Predictions and ImageNet classes

Do you want to get model predictions alongside activations for free, and subsequently convert them into ImageNet classes? Simply set the return_predictions argument to True and use the get_imagenet_classes helper (the function works for both synset and class files). Note that this is, unfortunately, not (yet) possible for CLIP models due to their multi-modality and different training objectives.

features, targets, predictions = vision.extract_features(model, dl, module_name, batch_size, flatten_acts=False, device=device, return_predictions=True)
imagenet_classes = vision.get_imagenet_classes(PATH='./data/imagenet1000_classes.txt', predictions=predictions)

Model comparison

To compare object representations extracted from specifid models and layers against each other, for a List[str] of models and layers a user can perform the following operation,

clip_list = [n.startswith('clip') for n in model_names]

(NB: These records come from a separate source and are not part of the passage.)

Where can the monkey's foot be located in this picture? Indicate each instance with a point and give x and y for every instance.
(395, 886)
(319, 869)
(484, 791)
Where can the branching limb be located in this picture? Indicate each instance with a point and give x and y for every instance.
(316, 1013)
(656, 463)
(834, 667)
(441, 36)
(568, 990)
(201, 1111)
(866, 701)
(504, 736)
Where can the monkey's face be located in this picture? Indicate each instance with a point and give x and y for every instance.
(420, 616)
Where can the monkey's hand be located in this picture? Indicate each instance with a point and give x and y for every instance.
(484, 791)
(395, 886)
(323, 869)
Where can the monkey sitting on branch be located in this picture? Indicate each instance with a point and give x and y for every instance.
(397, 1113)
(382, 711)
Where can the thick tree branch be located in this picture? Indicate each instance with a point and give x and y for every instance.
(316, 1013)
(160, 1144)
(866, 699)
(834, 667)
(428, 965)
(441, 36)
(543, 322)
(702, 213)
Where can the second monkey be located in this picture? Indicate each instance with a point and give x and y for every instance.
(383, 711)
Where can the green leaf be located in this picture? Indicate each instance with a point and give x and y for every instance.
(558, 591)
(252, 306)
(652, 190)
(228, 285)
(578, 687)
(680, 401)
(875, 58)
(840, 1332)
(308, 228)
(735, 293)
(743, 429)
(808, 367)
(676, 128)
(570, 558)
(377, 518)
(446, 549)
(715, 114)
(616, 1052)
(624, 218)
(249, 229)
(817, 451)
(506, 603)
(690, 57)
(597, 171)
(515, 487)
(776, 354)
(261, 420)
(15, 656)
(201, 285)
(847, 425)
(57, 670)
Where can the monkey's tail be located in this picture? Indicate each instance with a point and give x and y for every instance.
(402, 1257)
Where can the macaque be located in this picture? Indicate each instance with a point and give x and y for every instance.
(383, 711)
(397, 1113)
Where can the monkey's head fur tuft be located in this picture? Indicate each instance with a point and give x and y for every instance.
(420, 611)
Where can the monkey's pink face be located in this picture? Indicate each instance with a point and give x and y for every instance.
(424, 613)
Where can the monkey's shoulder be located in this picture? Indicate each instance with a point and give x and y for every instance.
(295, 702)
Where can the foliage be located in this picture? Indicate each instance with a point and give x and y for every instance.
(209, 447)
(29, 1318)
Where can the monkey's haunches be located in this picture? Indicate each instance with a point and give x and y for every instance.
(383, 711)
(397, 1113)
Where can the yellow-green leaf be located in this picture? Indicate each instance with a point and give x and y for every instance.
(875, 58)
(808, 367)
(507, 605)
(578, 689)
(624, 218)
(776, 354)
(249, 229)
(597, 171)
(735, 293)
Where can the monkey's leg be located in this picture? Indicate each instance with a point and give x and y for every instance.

correlations = vision.compare_models(
                                     root=root,
                                     out_path=out_path,
                                     model_names=model_names,
                                     module_names=module_names,
                                     pretrained=True,
                                     batch_size=batch_size,
                                     flatten_acts=True,
                                     clip=clip_list,
                                     save_features=True,
                                     dissimilarity='correlation',
                                     correlation='pearson',
                                    )

The function returns a correlation matrix in the form of a Pandas dataframe whose rows and columns correspond to the names of the models in model_names. The cell elements are the correlation coefficients for each model combination. The dataframe can subsequenly be converted into a heatmap with matplotlib or seaborn. We will release a clear and concise documentary as soon as possible. Until then, we recommend to look at Section 3.2.3 in the bioRxiv preprint.

IMPORTANT NOTES:

  1. Image data will automatically be converted into a ready-to-use dataset class, and subsequently wrapped with a PyTorch mini-batch dataloader to make neural activation extraction more efficient.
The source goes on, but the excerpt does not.